Penetrating health insurers and revealing their business practices
By Taylor Blatchford, Equity in Health Fellow
The private health insurance companies at the heart of health care in the U.S. are notoriously complicated. But as they continue to expand, buying clinics, managing pharmacy benefits and even providing care, it’s essential journalists feel empowered to cover these corporations and understand how they do business.
A panel at Health Journalism 2025 offered insight and best practices for how to do just that.
“Health insurance is so central to how we get our health care, and it’s so important to helping us live quality lives,” said moderator Jonathan Rockoff, health business editor at The Wall Street Journal. “It’s also at the center of a lot of frustration and anger. It’s very complex and very opaque.”
Panelist John Baackes, the former CEO of L.A. Care Health Plan, knows that firsthand. He managed the nation’s largest publicly operated health plan. After UnitedHealthcare CEO Brian Thompson was shot and killed in late 2024, “people gushed out about how they really couldn’t stand insurance companies and the tactics they were using to control costs,” Baackes said.
Panelists suggested three concrete avenues for reporting on these companies:
Look for the data
Health insurance plans are regulated by state insurance departments, and insurance companies have to make routine filings that are public. These filings require insurers to put in writing why they have to raise rates, and sometimes state regulators will push back, said panelist Chad Terhune, a health enterprise reporter for Reuters.
Earnings reports are also a helpful source of information. Baackes advised reporters to pay attention to the medical loss ratio: the portion of insurance premiums an insurer spends on medical care. Looking at how a company’s ratio has changed over time can offer insight into how a company is doing compared to its competitors.
Talk to insurance brokers
These professionals are used to explaining complex insurance concepts to an everyday audience and know the industry inside and out. They’re an “underappreciated source,” Terhune said.
Beyond brokers, hospitals and doctors are good sources: they deal with insurance companies all the time, said panelist Anna Wilde Mathews. State regulators can also help you understand the insurance companies operating in your state.
Follow the use of prior authorization
This practice may be a big issue this year, Rockoff said, as insurers seek to control costs by passing them on to patients. Many people will never call back and appeal when a procedure or medication is denied.

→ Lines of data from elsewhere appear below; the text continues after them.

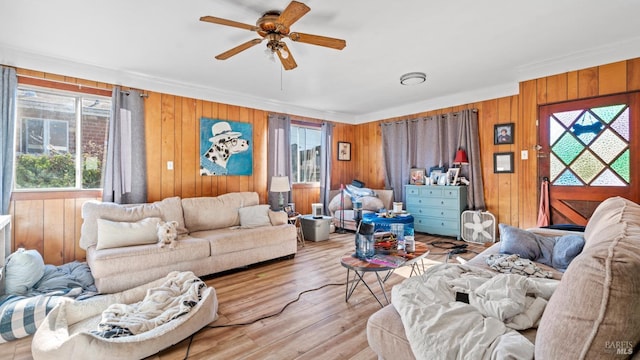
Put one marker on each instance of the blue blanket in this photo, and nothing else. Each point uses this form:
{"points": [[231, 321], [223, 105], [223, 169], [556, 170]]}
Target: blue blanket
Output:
{"points": [[554, 251], [20, 315]]}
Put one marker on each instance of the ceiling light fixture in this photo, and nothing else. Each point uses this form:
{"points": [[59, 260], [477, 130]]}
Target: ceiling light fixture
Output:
{"points": [[413, 78]]}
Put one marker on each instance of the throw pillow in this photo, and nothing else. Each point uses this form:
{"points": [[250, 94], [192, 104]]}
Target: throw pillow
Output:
{"points": [[23, 269], [567, 247], [278, 217], [112, 234], [254, 216], [526, 244], [371, 203]]}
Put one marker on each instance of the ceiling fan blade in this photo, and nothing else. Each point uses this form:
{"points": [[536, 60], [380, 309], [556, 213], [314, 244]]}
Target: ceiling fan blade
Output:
{"points": [[229, 53], [221, 21], [289, 63], [294, 11], [333, 43]]}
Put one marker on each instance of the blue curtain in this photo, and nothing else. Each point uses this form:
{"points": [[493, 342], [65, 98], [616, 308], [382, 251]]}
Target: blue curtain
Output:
{"points": [[125, 172], [8, 90], [278, 154], [325, 164], [433, 141]]}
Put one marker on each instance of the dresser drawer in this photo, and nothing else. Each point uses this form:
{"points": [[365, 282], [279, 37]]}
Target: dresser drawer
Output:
{"points": [[440, 213], [431, 191], [451, 193], [440, 202]]}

Prior authorization can be a “point of abrasion,” Baackes said. When he managed the L.A. Care Health Plan, he said he requested that the company get rid of prior authorization for codes that were being authorized 99.5% of the time. Approximately 14,000 codes that had required prior authorization were eliminated. “I’m hoping there will be some leaders that set an example,” Baackes said of commercial insurers.
Taylor Blatchford is an engagement reporter covering mental health for The Seattle Times.